Mi disse Darcy. In quel momento capii che probabilmente William, prima di diventare vincitore, abitava in una casa vicina a quella di Darcy e che così erano diventati amici.
-" Io...Io posso batterlo."
Dissi.
-" ottimo, almeno crede in se stessa."
Rispose il mentore ma rivolgendosi sempre all'amico, come se non riuscisse a rivolgersi direttamente a me.
-" è cresciuta in una cantina. È stata la sua prima mietitura. Ne ha scampate quattro...La vogliono morta, Capitol la vuole morta, anche se riuscisse a battermi non sopravviverebbe allo stratega."
Disse Darcy.
-" Allora faremo in modo che la gente tifi per lei e che gli sponsor le diano tutto il loro sostegno. Se il popolo la ama, Capitol non può ucciderla."
Disse William.
-" Non sarà facile farla piacere al pubblico... non ha mai interagito con nessuno che non fosse suo fratello... La gente la reputa folle..."

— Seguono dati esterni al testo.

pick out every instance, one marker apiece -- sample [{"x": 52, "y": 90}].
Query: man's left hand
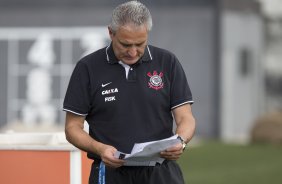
[{"x": 172, "y": 153}]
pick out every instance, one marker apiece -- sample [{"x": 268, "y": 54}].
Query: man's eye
[{"x": 126, "y": 45}]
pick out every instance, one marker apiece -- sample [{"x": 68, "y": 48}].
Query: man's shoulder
[
  {"x": 94, "y": 58},
  {"x": 158, "y": 52}
]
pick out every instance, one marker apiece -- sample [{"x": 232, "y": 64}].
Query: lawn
[{"x": 218, "y": 163}]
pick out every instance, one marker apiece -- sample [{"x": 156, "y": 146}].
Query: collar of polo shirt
[{"x": 112, "y": 59}]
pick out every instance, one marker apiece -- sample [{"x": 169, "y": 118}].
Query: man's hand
[
  {"x": 172, "y": 153},
  {"x": 107, "y": 155}
]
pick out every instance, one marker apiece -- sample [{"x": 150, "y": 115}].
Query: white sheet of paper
[{"x": 147, "y": 153}]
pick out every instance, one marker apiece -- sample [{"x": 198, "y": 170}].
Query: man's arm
[
  {"x": 185, "y": 128},
  {"x": 79, "y": 138}
]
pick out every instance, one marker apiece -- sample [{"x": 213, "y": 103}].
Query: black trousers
[{"x": 166, "y": 173}]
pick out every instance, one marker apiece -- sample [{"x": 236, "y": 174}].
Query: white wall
[{"x": 241, "y": 95}]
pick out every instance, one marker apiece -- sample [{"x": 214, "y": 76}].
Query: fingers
[
  {"x": 108, "y": 158},
  {"x": 172, "y": 153}
]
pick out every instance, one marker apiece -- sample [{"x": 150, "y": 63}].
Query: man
[{"x": 128, "y": 92}]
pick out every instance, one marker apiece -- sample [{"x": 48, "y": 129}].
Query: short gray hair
[{"x": 132, "y": 12}]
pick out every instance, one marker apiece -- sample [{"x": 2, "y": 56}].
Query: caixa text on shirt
[{"x": 110, "y": 91}]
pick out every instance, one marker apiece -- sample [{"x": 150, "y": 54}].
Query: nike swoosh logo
[{"x": 104, "y": 85}]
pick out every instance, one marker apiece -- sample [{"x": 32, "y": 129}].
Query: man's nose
[{"x": 132, "y": 51}]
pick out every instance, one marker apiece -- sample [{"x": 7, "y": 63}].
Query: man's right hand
[{"x": 107, "y": 155}]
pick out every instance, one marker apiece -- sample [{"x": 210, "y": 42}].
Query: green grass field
[{"x": 218, "y": 163}]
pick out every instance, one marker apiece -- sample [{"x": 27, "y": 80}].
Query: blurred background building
[{"x": 223, "y": 46}]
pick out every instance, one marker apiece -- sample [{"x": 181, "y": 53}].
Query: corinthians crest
[{"x": 155, "y": 81}]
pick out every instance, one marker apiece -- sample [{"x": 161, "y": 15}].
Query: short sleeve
[
  {"x": 180, "y": 90},
  {"x": 77, "y": 98}
]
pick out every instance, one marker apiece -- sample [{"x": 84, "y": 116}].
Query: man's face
[{"x": 129, "y": 43}]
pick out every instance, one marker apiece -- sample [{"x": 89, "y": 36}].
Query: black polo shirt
[{"x": 127, "y": 104}]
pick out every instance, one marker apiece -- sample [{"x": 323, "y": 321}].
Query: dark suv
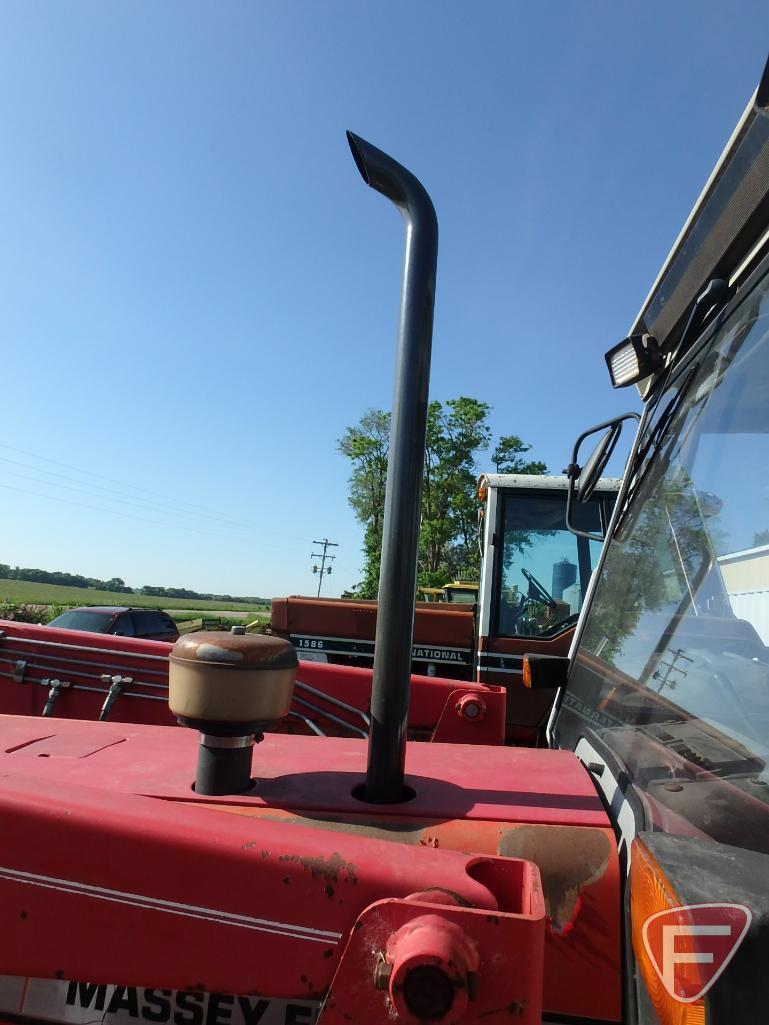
[{"x": 149, "y": 623}]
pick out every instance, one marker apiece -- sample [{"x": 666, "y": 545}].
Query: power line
[
  {"x": 167, "y": 504},
  {"x": 324, "y": 558}
]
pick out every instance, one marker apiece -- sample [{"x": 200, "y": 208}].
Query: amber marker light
[
  {"x": 681, "y": 949},
  {"x": 526, "y": 671}
]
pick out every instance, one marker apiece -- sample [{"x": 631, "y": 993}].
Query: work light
[{"x": 633, "y": 360}]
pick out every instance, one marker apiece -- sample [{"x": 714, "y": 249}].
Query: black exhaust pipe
[{"x": 395, "y": 622}]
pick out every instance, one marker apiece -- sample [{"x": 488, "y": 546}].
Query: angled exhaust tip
[
  {"x": 395, "y": 621},
  {"x": 358, "y": 145}
]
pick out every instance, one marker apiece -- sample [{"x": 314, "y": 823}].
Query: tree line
[
  {"x": 457, "y": 434},
  {"x": 115, "y": 584}
]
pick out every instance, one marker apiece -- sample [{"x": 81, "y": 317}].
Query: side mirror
[
  {"x": 583, "y": 480},
  {"x": 596, "y": 462}
]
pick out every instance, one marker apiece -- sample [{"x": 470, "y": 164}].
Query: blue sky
[{"x": 198, "y": 293}]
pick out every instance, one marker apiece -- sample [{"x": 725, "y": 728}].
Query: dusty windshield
[{"x": 673, "y": 670}]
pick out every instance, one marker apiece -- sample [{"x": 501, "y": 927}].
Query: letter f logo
[{"x": 690, "y": 946}]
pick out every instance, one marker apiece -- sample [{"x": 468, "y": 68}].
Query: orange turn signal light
[{"x": 651, "y": 893}]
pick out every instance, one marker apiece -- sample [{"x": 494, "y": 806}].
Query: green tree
[
  {"x": 508, "y": 457},
  {"x": 367, "y": 445},
  {"x": 457, "y": 433}
]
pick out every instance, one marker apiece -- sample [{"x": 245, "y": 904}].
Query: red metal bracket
[{"x": 427, "y": 957}]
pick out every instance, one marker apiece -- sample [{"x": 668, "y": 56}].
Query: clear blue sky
[{"x": 198, "y": 293}]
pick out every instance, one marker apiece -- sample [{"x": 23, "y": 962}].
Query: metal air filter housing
[{"x": 231, "y": 684}]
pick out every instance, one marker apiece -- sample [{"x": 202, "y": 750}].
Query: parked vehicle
[
  {"x": 152, "y": 624},
  {"x": 524, "y": 538},
  {"x": 621, "y": 875}
]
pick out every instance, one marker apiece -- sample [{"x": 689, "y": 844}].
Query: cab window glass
[
  {"x": 544, "y": 567},
  {"x": 673, "y": 669}
]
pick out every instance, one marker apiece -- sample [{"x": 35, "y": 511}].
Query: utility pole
[{"x": 324, "y": 558}]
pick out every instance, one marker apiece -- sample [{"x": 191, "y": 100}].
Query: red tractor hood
[{"x": 102, "y": 828}]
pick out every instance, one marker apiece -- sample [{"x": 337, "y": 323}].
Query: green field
[{"x": 26, "y": 592}]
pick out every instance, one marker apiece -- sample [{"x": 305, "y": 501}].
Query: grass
[{"x": 26, "y": 592}]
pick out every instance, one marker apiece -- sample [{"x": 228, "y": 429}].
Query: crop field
[{"x": 26, "y": 592}]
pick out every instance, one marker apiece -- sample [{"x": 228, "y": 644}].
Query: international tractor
[{"x": 223, "y": 874}]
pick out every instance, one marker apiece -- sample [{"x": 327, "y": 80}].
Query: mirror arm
[{"x": 573, "y": 470}]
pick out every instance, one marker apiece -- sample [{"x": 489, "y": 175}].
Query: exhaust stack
[{"x": 387, "y": 746}]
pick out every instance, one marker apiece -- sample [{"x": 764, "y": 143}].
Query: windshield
[
  {"x": 672, "y": 673},
  {"x": 93, "y": 622}
]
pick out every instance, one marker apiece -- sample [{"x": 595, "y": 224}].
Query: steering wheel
[{"x": 540, "y": 595}]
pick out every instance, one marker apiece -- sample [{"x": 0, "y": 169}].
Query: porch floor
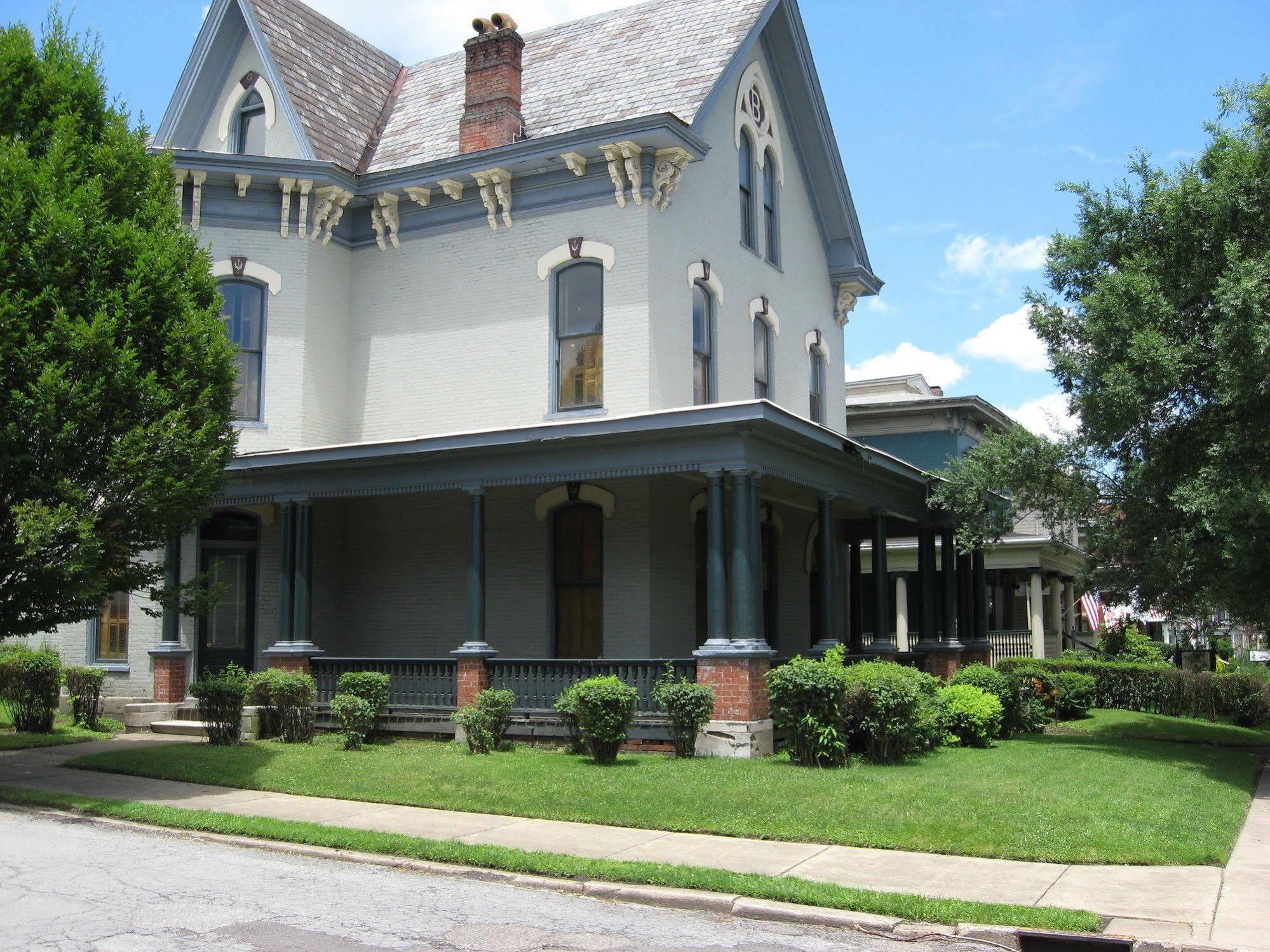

A quelle parole venni colta da una fitta al cuore. La gente mi reputava folle, pazza... e magari lo ero davvero. Abbassai lo sguardo sulle mani rovinate e poi sulle macchie di sangue sui pantaloni.
-" non devi preoccuparti di essere folle Timberly. In questo mondo se non lo sei già prima, lo diventi dopo aver partecipato a gli Hunger Games. Sempre che tu riesca a sopravvivere."